Monday, May. 17, 1954

The Long Wait

Few editors have ever waited so long for a promotion as National Geographic Associate Editor John Oliver La Gorce, 73. For the last 49 years he has been second in command on the prosperous Geographic under Gilbert Grosvenor, the magazine's boss since 1899. Last week Editor La Gorce finally got what he was waiting for. The Geographic board made La Gorce editor and president to take the place of Editor Grosvenor, 78, who resigned. Grosvenor steps up to be chairman of the board of trustees of the Geographic, which he has built from a tiny monthly with 900 circulation to a magazine with more than 2,000,000 subscribers.

A Geographic staffer since 1905, La Gorce is as much a part of the magazine as its trademarked, yellow-bordered cover.
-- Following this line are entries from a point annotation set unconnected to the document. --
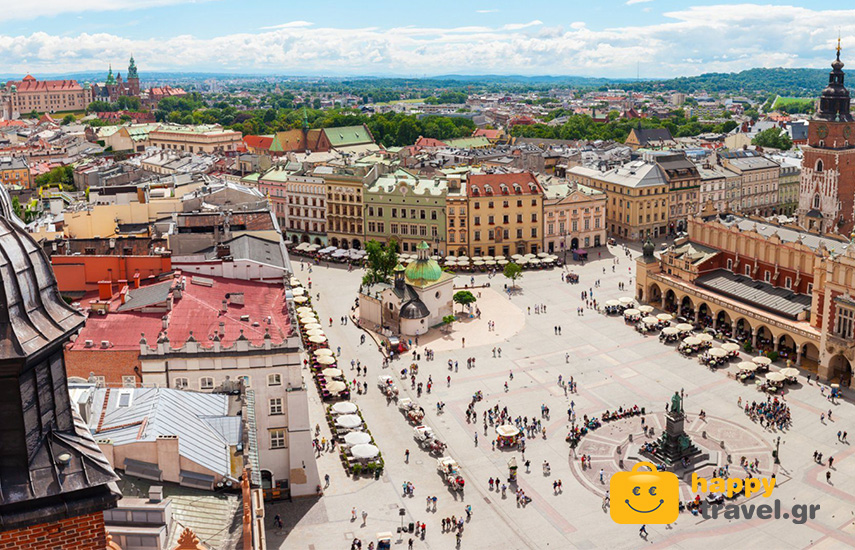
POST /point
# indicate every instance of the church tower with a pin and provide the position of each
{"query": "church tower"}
(827, 187)
(133, 81)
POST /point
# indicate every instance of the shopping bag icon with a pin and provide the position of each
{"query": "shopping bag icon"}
(639, 497)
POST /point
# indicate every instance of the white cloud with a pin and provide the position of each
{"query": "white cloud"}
(289, 25)
(26, 10)
(687, 41)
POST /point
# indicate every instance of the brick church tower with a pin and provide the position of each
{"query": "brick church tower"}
(827, 187)
(54, 481)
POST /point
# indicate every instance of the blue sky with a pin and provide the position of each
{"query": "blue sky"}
(600, 38)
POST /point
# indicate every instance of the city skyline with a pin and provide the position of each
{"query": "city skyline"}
(621, 39)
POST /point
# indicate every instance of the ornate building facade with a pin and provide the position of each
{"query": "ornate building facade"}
(827, 187)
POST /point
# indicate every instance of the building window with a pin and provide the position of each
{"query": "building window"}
(277, 439)
(275, 405)
(845, 322)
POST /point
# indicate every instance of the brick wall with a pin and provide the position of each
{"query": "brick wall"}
(78, 533)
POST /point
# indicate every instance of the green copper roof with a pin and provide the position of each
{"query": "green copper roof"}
(348, 135)
(423, 271)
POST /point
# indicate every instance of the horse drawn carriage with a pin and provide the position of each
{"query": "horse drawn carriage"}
(450, 472)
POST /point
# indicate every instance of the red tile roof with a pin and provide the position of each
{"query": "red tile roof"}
(487, 133)
(527, 182)
(30, 84)
(258, 142)
(197, 310)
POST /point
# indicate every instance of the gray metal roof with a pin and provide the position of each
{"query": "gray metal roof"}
(188, 415)
(146, 296)
(779, 301)
(787, 235)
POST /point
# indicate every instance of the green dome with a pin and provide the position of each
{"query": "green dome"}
(423, 271)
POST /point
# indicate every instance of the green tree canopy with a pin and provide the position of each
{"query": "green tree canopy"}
(773, 137)
(381, 260)
(464, 298)
(513, 272)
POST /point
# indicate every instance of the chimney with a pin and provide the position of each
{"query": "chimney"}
(105, 290)
(155, 493)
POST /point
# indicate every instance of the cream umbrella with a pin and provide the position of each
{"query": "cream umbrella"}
(507, 430)
(364, 451)
(356, 438)
(344, 407)
(650, 320)
(775, 377)
(337, 387)
(347, 420)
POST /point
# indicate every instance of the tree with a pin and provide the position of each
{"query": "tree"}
(773, 137)
(464, 298)
(381, 260)
(447, 321)
(513, 272)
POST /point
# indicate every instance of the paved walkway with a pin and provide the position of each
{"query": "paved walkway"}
(614, 366)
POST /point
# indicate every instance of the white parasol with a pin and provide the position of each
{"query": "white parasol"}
(356, 438)
(348, 420)
(344, 407)
(364, 451)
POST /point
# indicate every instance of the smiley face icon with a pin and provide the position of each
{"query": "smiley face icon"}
(639, 497)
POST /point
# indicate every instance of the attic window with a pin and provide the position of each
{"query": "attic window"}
(125, 398)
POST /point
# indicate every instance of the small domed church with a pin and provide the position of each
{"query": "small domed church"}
(416, 300)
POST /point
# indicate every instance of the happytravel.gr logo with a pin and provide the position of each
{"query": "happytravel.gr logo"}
(644, 497)
(640, 497)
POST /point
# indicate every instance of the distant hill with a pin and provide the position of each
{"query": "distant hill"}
(784, 82)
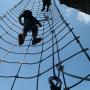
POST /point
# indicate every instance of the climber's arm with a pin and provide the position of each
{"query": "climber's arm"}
(20, 21)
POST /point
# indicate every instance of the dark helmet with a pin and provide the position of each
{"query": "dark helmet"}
(27, 12)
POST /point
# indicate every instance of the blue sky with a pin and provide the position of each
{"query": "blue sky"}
(81, 24)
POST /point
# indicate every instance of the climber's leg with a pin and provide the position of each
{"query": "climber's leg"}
(44, 4)
(34, 35)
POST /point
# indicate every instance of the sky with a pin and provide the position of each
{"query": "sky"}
(81, 24)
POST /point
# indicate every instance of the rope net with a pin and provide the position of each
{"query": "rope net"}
(61, 54)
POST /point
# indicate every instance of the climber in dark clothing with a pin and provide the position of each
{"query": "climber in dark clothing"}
(54, 87)
(46, 3)
(30, 24)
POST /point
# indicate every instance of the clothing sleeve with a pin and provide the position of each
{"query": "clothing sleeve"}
(20, 19)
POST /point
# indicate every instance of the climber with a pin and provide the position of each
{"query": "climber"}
(46, 3)
(56, 86)
(29, 24)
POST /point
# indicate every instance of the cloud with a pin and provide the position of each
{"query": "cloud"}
(69, 11)
(82, 17)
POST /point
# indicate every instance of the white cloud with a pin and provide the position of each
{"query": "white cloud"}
(69, 11)
(82, 17)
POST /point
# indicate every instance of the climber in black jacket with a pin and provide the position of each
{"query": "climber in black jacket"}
(30, 24)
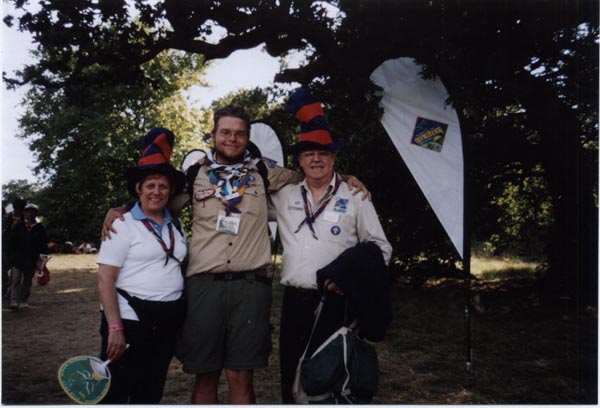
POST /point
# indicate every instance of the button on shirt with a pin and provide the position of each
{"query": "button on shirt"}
(346, 221)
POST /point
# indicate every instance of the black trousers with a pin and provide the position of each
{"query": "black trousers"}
(138, 376)
(297, 318)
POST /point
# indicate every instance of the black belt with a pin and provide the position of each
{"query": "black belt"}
(304, 291)
(259, 275)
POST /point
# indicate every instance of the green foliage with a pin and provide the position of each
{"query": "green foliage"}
(522, 75)
(83, 149)
(19, 189)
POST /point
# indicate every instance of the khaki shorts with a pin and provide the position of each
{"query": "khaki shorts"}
(226, 325)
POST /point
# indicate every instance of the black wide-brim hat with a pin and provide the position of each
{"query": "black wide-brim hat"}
(311, 145)
(157, 145)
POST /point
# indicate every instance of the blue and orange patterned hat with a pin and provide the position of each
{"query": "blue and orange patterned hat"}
(314, 134)
(157, 146)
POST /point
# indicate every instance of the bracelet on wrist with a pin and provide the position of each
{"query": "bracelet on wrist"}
(115, 327)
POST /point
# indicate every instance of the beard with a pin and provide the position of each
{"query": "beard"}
(229, 159)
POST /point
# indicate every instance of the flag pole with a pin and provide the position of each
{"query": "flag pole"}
(467, 255)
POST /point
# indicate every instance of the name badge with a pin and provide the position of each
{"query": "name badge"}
(228, 224)
(331, 216)
(204, 194)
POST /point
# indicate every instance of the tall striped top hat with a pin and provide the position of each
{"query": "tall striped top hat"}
(314, 134)
(157, 146)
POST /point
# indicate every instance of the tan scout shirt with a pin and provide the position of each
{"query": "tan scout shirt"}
(212, 251)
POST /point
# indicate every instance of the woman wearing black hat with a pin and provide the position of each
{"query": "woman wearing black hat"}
(140, 280)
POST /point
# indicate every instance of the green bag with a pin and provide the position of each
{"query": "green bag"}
(344, 369)
(85, 379)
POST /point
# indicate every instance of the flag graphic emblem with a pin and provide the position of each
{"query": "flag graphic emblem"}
(429, 134)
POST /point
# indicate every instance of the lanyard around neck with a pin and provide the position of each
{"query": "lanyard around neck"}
(230, 181)
(310, 216)
(168, 250)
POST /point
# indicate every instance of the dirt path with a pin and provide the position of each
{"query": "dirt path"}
(523, 353)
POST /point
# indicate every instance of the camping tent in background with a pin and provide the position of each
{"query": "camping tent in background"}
(267, 141)
(426, 132)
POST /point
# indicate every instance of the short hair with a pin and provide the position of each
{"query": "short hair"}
(138, 185)
(231, 110)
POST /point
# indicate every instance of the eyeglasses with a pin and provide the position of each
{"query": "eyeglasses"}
(321, 154)
(227, 133)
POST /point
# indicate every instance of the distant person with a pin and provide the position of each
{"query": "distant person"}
(11, 215)
(68, 247)
(84, 248)
(26, 242)
(53, 247)
(140, 280)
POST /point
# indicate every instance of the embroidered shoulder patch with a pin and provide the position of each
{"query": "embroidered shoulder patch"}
(341, 205)
(429, 134)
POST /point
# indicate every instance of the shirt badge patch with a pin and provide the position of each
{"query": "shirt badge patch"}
(204, 194)
(429, 134)
(271, 163)
(341, 205)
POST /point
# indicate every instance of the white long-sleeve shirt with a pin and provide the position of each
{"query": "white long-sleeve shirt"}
(345, 221)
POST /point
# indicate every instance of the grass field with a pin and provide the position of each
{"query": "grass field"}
(524, 352)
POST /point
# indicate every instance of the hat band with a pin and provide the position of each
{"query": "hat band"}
(152, 160)
(318, 136)
(308, 112)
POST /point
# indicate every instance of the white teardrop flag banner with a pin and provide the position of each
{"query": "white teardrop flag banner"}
(426, 133)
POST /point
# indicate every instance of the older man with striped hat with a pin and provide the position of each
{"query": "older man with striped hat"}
(318, 220)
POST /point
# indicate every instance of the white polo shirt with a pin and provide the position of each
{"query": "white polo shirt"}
(141, 258)
(345, 221)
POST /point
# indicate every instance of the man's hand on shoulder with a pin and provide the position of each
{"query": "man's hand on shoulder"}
(111, 216)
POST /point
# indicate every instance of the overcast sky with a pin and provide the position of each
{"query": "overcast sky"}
(242, 70)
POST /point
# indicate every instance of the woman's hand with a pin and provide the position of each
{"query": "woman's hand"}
(111, 216)
(116, 345)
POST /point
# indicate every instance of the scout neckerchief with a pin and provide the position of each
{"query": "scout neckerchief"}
(312, 216)
(168, 250)
(230, 181)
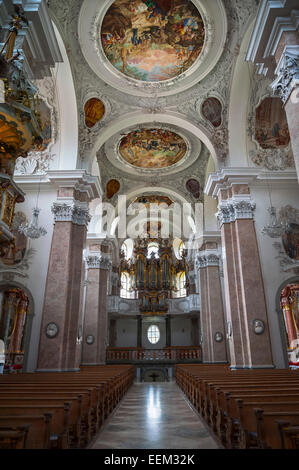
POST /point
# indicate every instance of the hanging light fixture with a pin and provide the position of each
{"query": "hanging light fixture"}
(274, 229)
(32, 230)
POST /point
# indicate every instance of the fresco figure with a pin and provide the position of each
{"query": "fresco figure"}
(152, 40)
(152, 148)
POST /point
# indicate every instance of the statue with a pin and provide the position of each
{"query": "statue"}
(17, 23)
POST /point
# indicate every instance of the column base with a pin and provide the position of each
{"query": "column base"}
(266, 366)
(86, 364)
(57, 370)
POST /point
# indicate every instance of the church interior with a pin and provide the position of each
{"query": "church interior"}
(149, 224)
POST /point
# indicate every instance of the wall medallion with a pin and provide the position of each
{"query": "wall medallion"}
(219, 337)
(52, 330)
(112, 188)
(89, 339)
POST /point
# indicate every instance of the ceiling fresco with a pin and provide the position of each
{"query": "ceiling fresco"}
(152, 148)
(152, 40)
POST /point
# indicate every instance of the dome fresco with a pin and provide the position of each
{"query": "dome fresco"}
(152, 40)
(152, 148)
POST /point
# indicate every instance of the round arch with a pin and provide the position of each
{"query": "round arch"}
(136, 119)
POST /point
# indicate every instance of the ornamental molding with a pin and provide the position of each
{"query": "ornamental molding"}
(76, 214)
(234, 209)
(120, 102)
(93, 262)
(208, 258)
(287, 73)
(279, 159)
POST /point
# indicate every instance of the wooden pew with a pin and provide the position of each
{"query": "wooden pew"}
(38, 436)
(13, 437)
(268, 427)
(91, 396)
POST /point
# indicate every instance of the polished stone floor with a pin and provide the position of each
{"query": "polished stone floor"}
(154, 416)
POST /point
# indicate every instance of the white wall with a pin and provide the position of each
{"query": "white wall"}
(126, 333)
(272, 274)
(181, 332)
(37, 273)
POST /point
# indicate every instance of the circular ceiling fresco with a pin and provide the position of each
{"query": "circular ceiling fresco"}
(152, 40)
(152, 148)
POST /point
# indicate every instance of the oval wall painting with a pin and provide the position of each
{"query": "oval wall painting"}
(152, 148)
(112, 188)
(94, 111)
(152, 40)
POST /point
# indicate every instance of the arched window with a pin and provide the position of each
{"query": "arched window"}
(125, 286)
(127, 248)
(181, 284)
(182, 247)
(153, 334)
(153, 247)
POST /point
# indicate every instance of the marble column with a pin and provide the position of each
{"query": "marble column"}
(95, 336)
(59, 348)
(139, 331)
(195, 331)
(286, 86)
(244, 287)
(113, 333)
(212, 313)
(168, 331)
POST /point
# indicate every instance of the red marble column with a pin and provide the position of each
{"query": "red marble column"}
(244, 288)
(96, 313)
(212, 313)
(62, 350)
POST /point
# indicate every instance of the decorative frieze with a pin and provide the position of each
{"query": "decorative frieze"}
(207, 260)
(93, 262)
(232, 210)
(98, 262)
(78, 215)
(288, 73)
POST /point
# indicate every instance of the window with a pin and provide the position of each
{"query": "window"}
(153, 334)
(127, 248)
(125, 286)
(181, 284)
(153, 248)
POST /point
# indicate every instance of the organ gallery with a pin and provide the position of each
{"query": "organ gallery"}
(149, 224)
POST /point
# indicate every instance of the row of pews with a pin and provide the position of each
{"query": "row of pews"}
(246, 409)
(59, 410)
The walls of his cyprus-paneled office in the Geographic's museumlike building on Washington's 16th Street are lined with trophies -- an elephant's foot, a 13th century crusader's sword, a caveman's club--from his years of globetrotting. (In port cities, La Gorce makes straight for the pawnshops, often finds valuable trinkets that sailors have pawned.) Mountains in Alaska and the Antarctic bear his name, as do an island and a golf course on Florida's Biscayne Bay.

Born in Scranton, Pa., La Gorce has been interested in geography and wildlife since childhood. In 1905 he was writing a column on geography, syndicated to 17 U.S. newspapers, when he was hired by the National Geographic Society at $60 a month as assistant secretary. La Gorce became a recognized authority on fresh and saltwater fish, edited the magazine's famed Book of Fishes. With his wife, a champion high school speller who still reads every word he writes to correct spelling errors, he has visited almost every country in the world except Russia. He plans no changes in the Geographic, still feels it has a job "to satisfy the human thirst for accurate information about people, places and things."